Knowing the basics of IR35 is essential for contractors, recruiters, end clients – everyone involved in the supply chain
Knowing the basics of IR35 is essential for contractors as HMRC implements the biggest changes yet to its tax rules. Despite being roundly condemned by the general contracting community, as long as you’re prepared and know how the legislation works, it’s entirely possible to continue your self-employment.
IR35 is specifically targeted at people who supply their services to clients via their own limited company, often called a personal service company (PSC), or a limited liability partnership. HMRC originally introduced the legislation in 2000 to combat so-called ‘disguised employees’, challenging limited company contractors over their employment status for tax purposes and deciding whether they should, in fact, be taxed the same way that a permanent employee should be. New changes, set to be introduced in April, will shift the responsibility of employment status determinations from you to your client.
It’s worth knowing how the rules work, then, and what you need to consider in your upcoming contracts. Education is key to being able to communicate to your client which side of the IR35 reform you feel you sit.
Let’s start with the scenario that HMRC uses as an example in one of its IR35 factsheets to distinguish between someone it considers as being employed for tax purposes and someone it considers as self-employed for tax purposes:
HMRC deems this person to be self-employed for this contract (outside IR35)
Alan is taken on by a manufacturing firm to design and build a new website. Alan and the firm have agreed on a price for the job and when he will deliver the new website. Alan will mainly work at home, using his own equipment to complete the task. Alan is free to work for other clients but faces a contractual penalty if he doesn’t deliver the website on time, to the agreed standard. This represents a significant financial risk to Alan if he fails to deliver the final product as agreed.
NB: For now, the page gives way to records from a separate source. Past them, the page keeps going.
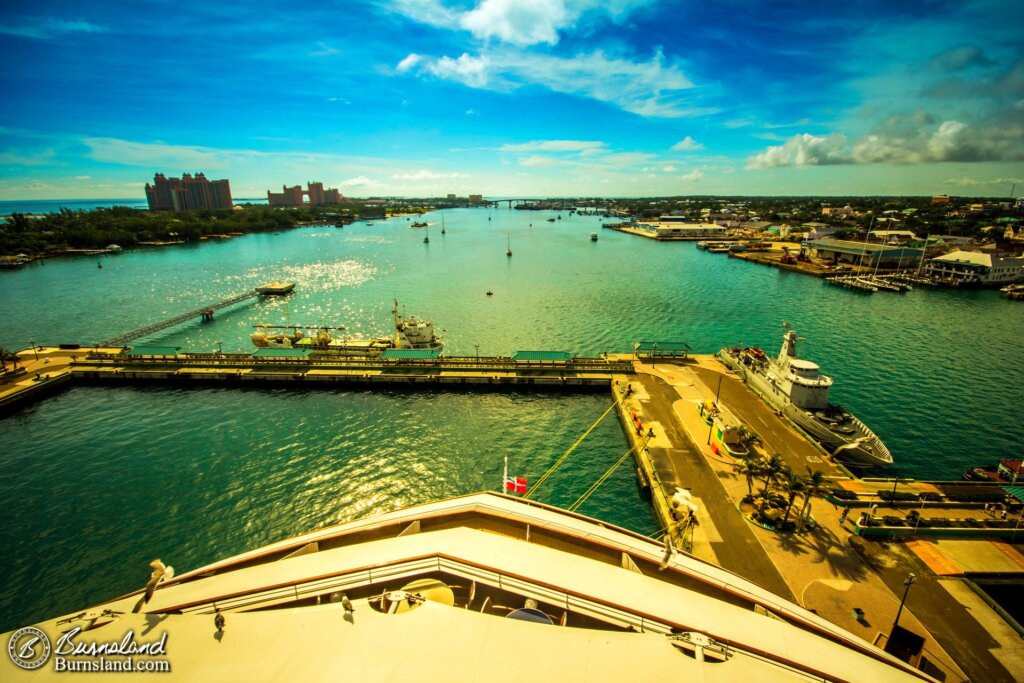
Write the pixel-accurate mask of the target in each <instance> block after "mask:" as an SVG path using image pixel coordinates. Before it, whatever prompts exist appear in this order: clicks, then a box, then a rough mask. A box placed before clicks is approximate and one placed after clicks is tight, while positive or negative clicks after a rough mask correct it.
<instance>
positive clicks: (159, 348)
mask: <svg viewBox="0 0 1024 683" xmlns="http://www.w3.org/2000/svg"><path fill="white" fill-rule="evenodd" d="M180 349H181V347H180V346H133V347H132V348H131V350H129V351H125V355H177V354H178V351H179V350H180Z"/></svg>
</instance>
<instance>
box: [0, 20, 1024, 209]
mask: <svg viewBox="0 0 1024 683" xmlns="http://www.w3.org/2000/svg"><path fill="white" fill-rule="evenodd" d="M208 5H209V6H198V4H197V3H187V2H186V3H182V2H165V1H163V0H151V1H142V0H138V1H135V2H105V1H103V0H95V1H93V2H90V3H82V2H79V1H77V0H76V1H75V2H63V1H59V0H58V1H53V2H44V3H38V2H37V3H31V2H23V1H19V0H13V1H11V0H8V1H7V2H5V3H4V4H3V7H2V8H0V54H2V56H3V61H4V63H5V66H6V68H5V69H4V70H3V72H2V73H0V87H2V92H3V93H4V97H3V106H0V199H3V200H17V199H48V198H53V199H56V198H61V199H65V198H124V197H142V196H143V195H142V193H143V190H142V186H143V185H144V183H145V181H146V180H148V179H152V177H153V174H154V173H155V172H158V171H160V172H163V173H166V174H168V175H180V174H181V173H182V172H184V171H189V172H195V171H204V172H205V173H206V174H207V176H208V177H217V178H220V177H227V178H229V179H230V180H231V187H232V191H233V194H234V196H236V197H257V196H264V195H265V193H266V190H267V189H280V187H281V186H282V185H283V184H286V183H287V184H296V183H304V182H305V181H306V180H322V181H324V182H325V183H327V184H328V185H329V186H336V187H339V188H341V190H342V193H343V194H345V195H348V196H352V197H369V196H380V195H396V196H434V195H439V194H447V193H458V194H460V195H466V194H469V193H480V194H483V195H486V196H656V195H934V194H950V195H965V196H1008V195H1009V194H1010V191H1011V186H1012V185H1013V184H1014V183H1017V184H1018V185H1019V186H1018V195H1019V194H1020V193H1021V191H1024V38H1022V35H1024V34H1022V33H1021V27H1022V26H1024V3H1022V2H1019V1H1016V0H1015V1H1010V2H1008V1H1007V0H995V1H980V2H972V1H971V0H961V1H957V2H940V1H936V0H919V1H916V2H903V1H901V0H889V1H883V0H866V1H863V2H860V1H857V0H848V1H846V2H833V1H831V0H820V1H817V2H813V3H809V2H796V1H787V2H752V1H750V0H715V1H714V2H707V1H706V2H689V1H672V2H651V1H644V0H601V1H597V0H465V1H459V0H394V1H385V0H376V1H375V0H369V1H365V2H359V1H346V2H334V3H331V2H322V3H298V4H291V5H289V4H286V3H280V2H263V1H262V0H252V1H250V2H247V3H239V4H237V5H236V4H229V3H208Z"/></svg>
HMRC deems this person to be employed for this contract (inside IR35)
The manufacturing firm needs someone to maintain and update the new website. It hires Zainab to work for three days a week, eight hours each day. The firm provides Zainab with a laptop so she can work at its offices or at home with permission. She reports to the head of the IT department and must follow their style guide and format to update the website. The firm is responsible for providing and updating the software Zainab needs to do her work. If Zainab has to work longer than her contracted hours, she will be paid overtime. Zainab can work elsewhere on the days she is not working at the firm, with their agreement.
Using the example above and drawing from the questions HMRC asks in its CEST tool there are some clear pointers that distinguish a self-employed individual from a disguised employee in the eyes of HMRC. They are:
Substitutes and helpers
Could you send someone else in your place to carry out the agreed work, assuming they are equally qualified, and meet your client’s interviewing, vetting and security clearance procedures?
What degree of supervision, direction and control does your client have over what, how, where and when you complete your work?
Will you have to fund any vehicle costs or buy materials before your client pays you? If the client was not happy with your work, would you have to put it right?
Mutuality of obligation
Is your client obliged to offer you work, and are you obliged to accept it?
These principles are all used by HMRC to determine your employment status for tax purposes. To avoid being affected by IR35, you’ll need to demonstrate that you’re operating as a genuine business, which means your client has accepted or would accept a substitute, you determine your own working arrangements, you or your business will have to fund costs before your client pays you, and your client is not obliged to offer you work nor are you obliged to accept it.
To demonstrate to HMRC that you’re working on a business-to-business basis, and therefore you sit outside IR35, it’s important that your contracts and working arrangements take into account the following:
As a limited company contractor, one of the main reasons you pay less in National Insurance Contributions (NICs) is because you don’t get any of the employment safety nets that permanent employees receive through their jobs. That includes things like holiday pay, sick pay and a pension. So, if you find yourself committing yourself to a contract where some of these perks do apply, it’s highly unlikely that this particular working arrangement will fall outside of the scope of IR35.
The same goes for taking on any management responsibilities for your client, or becoming integrated with the organisation and appearing in organisation charts and so forth. If you’re in a position where you’re deciding for your client how much to pay someone, hiring or dismissing workers, and delivering appraisals, or you’re fully part of your client’s organisation structure, it’s very likely HMRC will consider you a ‘disguised employee’.
Assuming you want to continue operating as a genuine contractor outside of IR35, it’s worth distancing yourself from your client’s corporate structure and only taking on responsibilities not specified as part of the project when this is the industry norm, such as safety responsibilities.
While tools like HMRC’s CEST are supposed to help contractors and hirers to determine the IR35 status of each contract, it’s notoriously inaccurate – it’s advisable to seek independent specialist advice.